Lancaster Place is a short section of road in central London, which connects Waterloo Bridge to the major junction with the Aldwych and Strand. It assumed its current name in 1818, shortly after Waterloo Bridge was opened, replacing an earlier road called Wellington Street. Lancaster Place is bisected by the northbound-only Strand Underpass which opened in 1964 and passes below Aldwych, enabling Kingsway-bound traffic to skip the Lancaster Place–Strand–Aldwych junction. Brettenham House and Somerset House front onto the west and east sides of Lancaster Place respectively.

==History==
The road which eventually became Lancaster Place was originally a small lane called Wellington Street, which ran south from the Strand past Somerset House to the Somerset Stairs on the River Thames. When Waterloo Bridge was completed and opened in 1817, a new avenue was included at a higher level which linked the bridge to the Strand to the north. This was named Lancaster Place in 1818; the original announcement in the newspapers of the time said that would be a separate Lancaster Place and Lancaster Street, but these were eventually consolidated as Lancaster Place only.

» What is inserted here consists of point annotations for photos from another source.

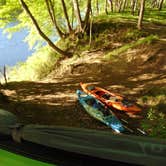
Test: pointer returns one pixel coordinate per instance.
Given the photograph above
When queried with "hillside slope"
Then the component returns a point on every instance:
(135, 73)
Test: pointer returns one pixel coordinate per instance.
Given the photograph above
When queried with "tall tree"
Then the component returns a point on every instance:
(87, 15)
(77, 13)
(50, 8)
(41, 33)
(106, 6)
(97, 6)
(66, 16)
(160, 4)
(141, 14)
(111, 5)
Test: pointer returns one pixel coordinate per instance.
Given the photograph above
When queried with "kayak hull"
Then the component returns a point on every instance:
(97, 110)
(111, 99)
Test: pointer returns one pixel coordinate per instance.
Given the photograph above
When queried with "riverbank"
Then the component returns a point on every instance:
(136, 72)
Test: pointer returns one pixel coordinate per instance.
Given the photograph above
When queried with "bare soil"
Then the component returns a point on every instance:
(53, 101)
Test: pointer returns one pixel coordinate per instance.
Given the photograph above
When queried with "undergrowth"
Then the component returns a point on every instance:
(154, 123)
(124, 48)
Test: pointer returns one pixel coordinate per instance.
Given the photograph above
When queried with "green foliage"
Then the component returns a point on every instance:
(37, 66)
(118, 51)
(154, 123)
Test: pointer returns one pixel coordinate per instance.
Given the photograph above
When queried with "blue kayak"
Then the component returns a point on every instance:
(98, 111)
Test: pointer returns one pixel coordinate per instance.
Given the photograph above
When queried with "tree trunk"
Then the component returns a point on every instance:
(97, 6)
(106, 6)
(77, 13)
(51, 12)
(41, 33)
(120, 5)
(160, 4)
(133, 2)
(111, 5)
(87, 15)
(124, 5)
(141, 14)
(66, 15)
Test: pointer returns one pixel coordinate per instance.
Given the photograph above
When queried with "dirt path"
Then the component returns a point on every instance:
(53, 101)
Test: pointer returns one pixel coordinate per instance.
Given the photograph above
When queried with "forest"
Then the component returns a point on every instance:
(119, 45)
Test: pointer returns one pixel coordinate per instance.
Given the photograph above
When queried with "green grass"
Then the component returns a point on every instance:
(155, 121)
(124, 48)
(154, 16)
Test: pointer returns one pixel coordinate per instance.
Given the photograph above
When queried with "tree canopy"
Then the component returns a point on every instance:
(48, 20)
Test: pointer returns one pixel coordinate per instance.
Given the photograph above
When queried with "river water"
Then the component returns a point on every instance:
(13, 50)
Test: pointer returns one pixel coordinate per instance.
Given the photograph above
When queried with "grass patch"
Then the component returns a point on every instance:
(124, 48)
(154, 123)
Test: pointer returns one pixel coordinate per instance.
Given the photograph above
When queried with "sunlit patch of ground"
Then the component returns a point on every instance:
(53, 100)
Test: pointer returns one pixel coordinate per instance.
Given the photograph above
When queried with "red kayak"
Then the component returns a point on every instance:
(111, 99)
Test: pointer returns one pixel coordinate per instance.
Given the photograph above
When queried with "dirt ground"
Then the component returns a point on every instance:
(53, 101)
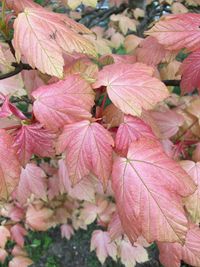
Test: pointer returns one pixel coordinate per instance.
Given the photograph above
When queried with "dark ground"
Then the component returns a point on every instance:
(76, 253)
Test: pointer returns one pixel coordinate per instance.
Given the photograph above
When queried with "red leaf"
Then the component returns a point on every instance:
(147, 186)
(63, 102)
(33, 139)
(88, 149)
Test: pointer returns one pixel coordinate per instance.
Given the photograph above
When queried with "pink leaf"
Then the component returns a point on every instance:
(115, 228)
(39, 219)
(32, 139)
(192, 202)
(31, 80)
(3, 255)
(9, 166)
(177, 31)
(131, 130)
(42, 36)
(168, 122)
(20, 261)
(18, 232)
(84, 190)
(171, 254)
(130, 254)
(151, 52)
(20, 5)
(131, 87)
(103, 245)
(148, 186)
(190, 73)
(32, 181)
(66, 231)
(88, 148)
(4, 236)
(63, 102)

In 1964, the Strand underpass was opened in the centre of Lancaster Place, allowing northbound traffic coming from Waterloo Bridge to pass directly through to Kingsway, avoiding the need to pass through the intersection with the Strand and bypassing the Aldwych surface streets. It had taken 15 months to build, and reused part of recently-closed Kingsway tram tunnel. At the time of opening, it reduced the traffic at the northern end of Lancaster Place by 50%. The tunnel is for cars only, being prohibited to bicycles and larger vehicles.

==Architecture==
The eastern side of Lancaster Place is mostly occupied by Somerset House, a large neoclassical building lying principally on the Strand. The current Somerset House was designed by William Chambers from 1776, replacing an older building on the site which had originally belonged to Edward Seymour, 1st Duke of Somerset and was later used as a royal residence before eventually being repurposed as the home of the General Register Office. It is now a public space hosting various exhibitions and events. The facade visible from Lancaster Place is the building's New Wing, which was built between 1851 and 1856, as office accommodation for the Inland Revenue. The architect for this development was James Pennethorne.

On the west of the street is Brettenham House, an office building with a Portland Stone facade, opened in 1932. It was designed by the father and son William and Edward Hunt. The site of the building belongs to the Duchy of Lancaster, which also has its headquarters in the building with a separate entrance at 1 Lancaster Place.

==Transport==
Several Transport for London bus routes operate along Lancaster Place, with a single stop on each side of the road. As of 2025, the northbound stop, titled Lancaster Place stop T, serves buses 1, 59, 68, 76, 139, 172, 176, 188, 243, 341, N1, N68, N171, N343 and SL6. On the southbound side, the bus stop Lancaster Place / Somerset House, stop B, serves the 139, 176 and N343 only with other routes using nearby stops not directly on Lancaster Place.